Very high hours — say upwards of 500 per year or 2,000 total — usually indicate that the boat has been used by a guide or in some other kind of commercial service. Again, that doesn’t have to be a deal breaker, but it does warrant more investigation. With heavy use, you’ll certainly want to see evidence of good maintenance and any repairs.

Because there are so many other variables, it’s difficult to say how many total hours is “too many.” Despite the fact that guide and commercial engines regularly run for 4,000+ hours, 2,000 hours is probably a more reasonable estimate of life expectancy for a well-maintained outboard engine in typical recreational use. 

Finally, most modern engines can be connected to diagnostic software to generate a report of how many hours they’ve been operated at various RPM ranges. All else being equal, a 500-hour engine that has spent 70% of its hours below 2,000 RPM, most of the rest cruising between 3,000 and 4,000 RPM, and only a few in excess of 5,000 RPM likely has more life left than the same engine that has spent much of its time running around at 5,000+ RPM.

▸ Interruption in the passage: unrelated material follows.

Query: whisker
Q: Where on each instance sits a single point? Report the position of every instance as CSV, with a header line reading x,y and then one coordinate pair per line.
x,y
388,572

If you’re concerned about high hours, try to obtain a report to learn more about how the engine has been used. Likewise, if hours seem unrealistically low, get a report to make sure the hour meter is correct.

5. Gear Lube

You can learn a lot simply by looking at the lower unit gear lube on an outboard or sterndrive, which you can easily extract a small sample of. Make sure the seller is okay with it, then, with the engine tilted all the way down, slightly crack the lower drain plug screw on the lower unit and then the upper plug to let a small amount of lube drain into a cup or dish.

Lower unit gear oil should be a uniform translucent or opaque dark brown or black. A burnt smell is typical. A few small metal shavings in the sample are also not something to worry about. Rather, what you’re looking for is lighter colors. Any sort of milky gray, light brown, yellow or whitish coloration indicates that water has mixed with the oil, usually from a bad seal on the propshaft or elsewhere. This shouldn’t necessarily be a deal-breaker — it could be from something as minor as a leaky drain plug — but it should certainly be positively diagnosed by a professional.